Q&A: Meg Handler
By Rafael Soldi | March 8, 2018
Meg Handler is Editor at Large for Reading The Pictures and a contributing editor for Hat & Beard Press. She is the former photo editor of The Village Voice. Following The Voice, Meg worked at U.S. News & World Report, Blender, New York Magazine, COLORS and Polaris Images. She has edited a number of books, including the monograph, Phil Stern: A Life’s Work, PAPARAZZI by Peter Howe, and POT CULTURE by Shirley Halperin and Steve Bloom, Mad World: An Oral History of New Wave Artists and Songs That Defined the 80’s, and DETROIT UNBROKEN DOWN by Dave Jordano.
In 2017 Meg co-curated ‘Whose Streets? Our Streets! New York 1980-2000, at the Bronx Documentary Center.
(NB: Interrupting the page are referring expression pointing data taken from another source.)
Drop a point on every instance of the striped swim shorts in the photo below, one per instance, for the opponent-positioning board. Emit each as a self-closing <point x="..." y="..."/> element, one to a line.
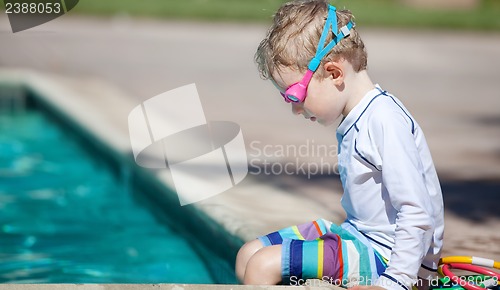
<point x="325" y="251"/>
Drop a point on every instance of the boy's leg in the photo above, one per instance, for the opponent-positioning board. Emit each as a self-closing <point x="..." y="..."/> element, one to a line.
<point x="264" y="267"/>
<point x="244" y="255"/>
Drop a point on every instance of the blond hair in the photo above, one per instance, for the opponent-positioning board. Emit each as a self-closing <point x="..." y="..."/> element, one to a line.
<point x="292" y="40"/>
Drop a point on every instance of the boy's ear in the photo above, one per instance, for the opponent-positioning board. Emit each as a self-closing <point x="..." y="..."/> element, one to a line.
<point x="335" y="71"/>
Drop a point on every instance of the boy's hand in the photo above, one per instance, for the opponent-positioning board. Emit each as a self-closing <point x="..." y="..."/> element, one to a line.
<point x="366" y="288"/>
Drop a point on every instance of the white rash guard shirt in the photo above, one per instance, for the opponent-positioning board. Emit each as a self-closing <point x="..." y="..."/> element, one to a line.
<point x="392" y="193"/>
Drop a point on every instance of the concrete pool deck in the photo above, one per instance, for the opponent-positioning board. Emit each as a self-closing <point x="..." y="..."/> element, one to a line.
<point x="99" y="69"/>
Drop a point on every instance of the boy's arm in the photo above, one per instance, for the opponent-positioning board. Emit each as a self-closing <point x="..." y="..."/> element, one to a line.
<point x="403" y="177"/>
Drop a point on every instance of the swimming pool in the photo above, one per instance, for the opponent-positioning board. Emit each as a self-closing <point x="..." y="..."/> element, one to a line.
<point x="69" y="216"/>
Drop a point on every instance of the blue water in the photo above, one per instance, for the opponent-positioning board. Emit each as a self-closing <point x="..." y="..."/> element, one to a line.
<point x="66" y="218"/>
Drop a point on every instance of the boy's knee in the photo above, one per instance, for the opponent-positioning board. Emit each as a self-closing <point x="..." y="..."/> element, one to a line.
<point x="264" y="267"/>
<point x="244" y="255"/>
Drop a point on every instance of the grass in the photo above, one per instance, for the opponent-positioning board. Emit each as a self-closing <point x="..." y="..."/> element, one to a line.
<point x="385" y="13"/>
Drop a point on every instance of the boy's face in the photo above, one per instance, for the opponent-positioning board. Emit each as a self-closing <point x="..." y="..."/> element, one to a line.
<point x="323" y="102"/>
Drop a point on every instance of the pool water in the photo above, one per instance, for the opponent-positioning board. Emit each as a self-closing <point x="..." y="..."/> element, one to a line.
<point x="65" y="217"/>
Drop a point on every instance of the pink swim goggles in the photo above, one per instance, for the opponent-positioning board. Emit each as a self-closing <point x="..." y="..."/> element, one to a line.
<point x="296" y="93"/>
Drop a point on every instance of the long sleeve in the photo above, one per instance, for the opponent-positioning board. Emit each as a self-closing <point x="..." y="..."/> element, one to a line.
<point x="403" y="181"/>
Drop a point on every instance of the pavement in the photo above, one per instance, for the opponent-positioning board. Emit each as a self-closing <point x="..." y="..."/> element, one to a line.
<point x="449" y="80"/>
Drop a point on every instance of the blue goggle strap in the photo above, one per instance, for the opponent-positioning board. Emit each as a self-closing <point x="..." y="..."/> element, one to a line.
<point x="331" y="21"/>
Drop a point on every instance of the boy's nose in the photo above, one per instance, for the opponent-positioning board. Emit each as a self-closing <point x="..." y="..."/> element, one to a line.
<point x="297" y="108"/>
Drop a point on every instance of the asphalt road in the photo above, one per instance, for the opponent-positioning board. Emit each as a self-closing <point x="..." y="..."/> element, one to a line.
<point x="449" y="80"/>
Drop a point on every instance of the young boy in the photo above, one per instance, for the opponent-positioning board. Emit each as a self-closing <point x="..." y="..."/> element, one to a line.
<point x="394" y="228"/>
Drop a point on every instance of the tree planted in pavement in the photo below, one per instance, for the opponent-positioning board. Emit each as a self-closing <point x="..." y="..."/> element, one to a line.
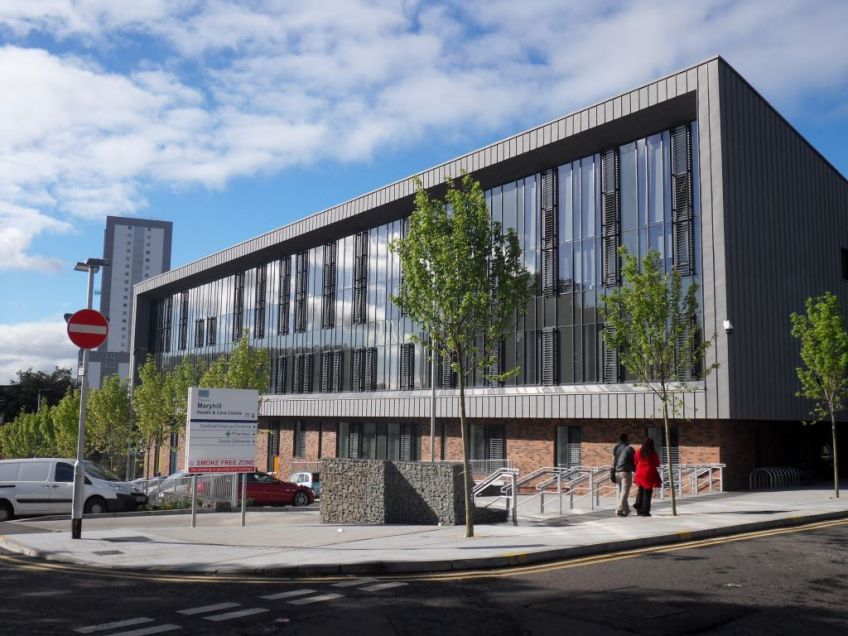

After 20 years of immersion in the photography business, and having worked with some of the great photographers in New York and abroad, Meg now lives in Chicago. Meg received a Bachelor of Fine Arts in Photography from The Rochester Institute of Technology.
Rafael Soldi:You’ve been working with and around photography for a very long time. Currently as the Editor at Large at Reading the Pictures and prior to that at the Village Voice, New York Magazine, and others. You’ve also made some very good pictures of your own. We’ll get to go a little more in depth into all these phases of your career, but give us an overview of how you first fell in love with photography and your path from then to now.
Meg Handler: I studied photography at Rochester Institute of Technology (RIT), I was in the fine art program. So this is 1988 to 1990, and I didn't have a background in photography yet but what I had looked at as a kid was Diane Arbus, Robert Frank, Garry Winogrand, Lee Friedlander and Life magazine. So my inspiration was contemporary documentary photography, and the program that I was in was resistant to that. We were encouraged to do conceptual work but I loved having a Rolleiflex around my neck and making portraits with it.
When I went to New York after school the most natural place for me would be at the Village Voice because it was progressive and I aligned with that—it was independent, it was outspoken, and it was carrying on the same tradition of the photography that I loved. That was in the mid 90s and I had decided early on that I didn't want to make a living as a photographer but I wanted to work with photographers. So I did my work on the side photographing what I wanted and had a job as a picture editor.
RS: So you land at The Village Voice in 1995. By now 31,500,000 HIV/AIDS cases have been reported in the US, Bill Clinton is in office. Every era has its defining moments, and as a photo editor you get to direct how those moments are seen and consumed. What was it like making those choices in a paper like The Village Voice post-80s and before the new millennium and 9/11?
MH: When I got to New York in 1990 we were in the midst of the Gulf War. I grew up in a upper middle class suburb outside of Detroit. I didn't have any experience with activism or demonstrations or protests. That's where my interest in crowds and looking at how people gather came from. I was interested in how people spoke their minds. Alternatively, the Gulf War "Welcome Home parade" was interesting to me because I had historic photographs in my head, Diane Arbus, etc. You know, we consume history through pictures and so to be part of that for me was important. In 20 more years we're going to talk about what that Gulf War homecoming parade was like, what it felt like, what we saw.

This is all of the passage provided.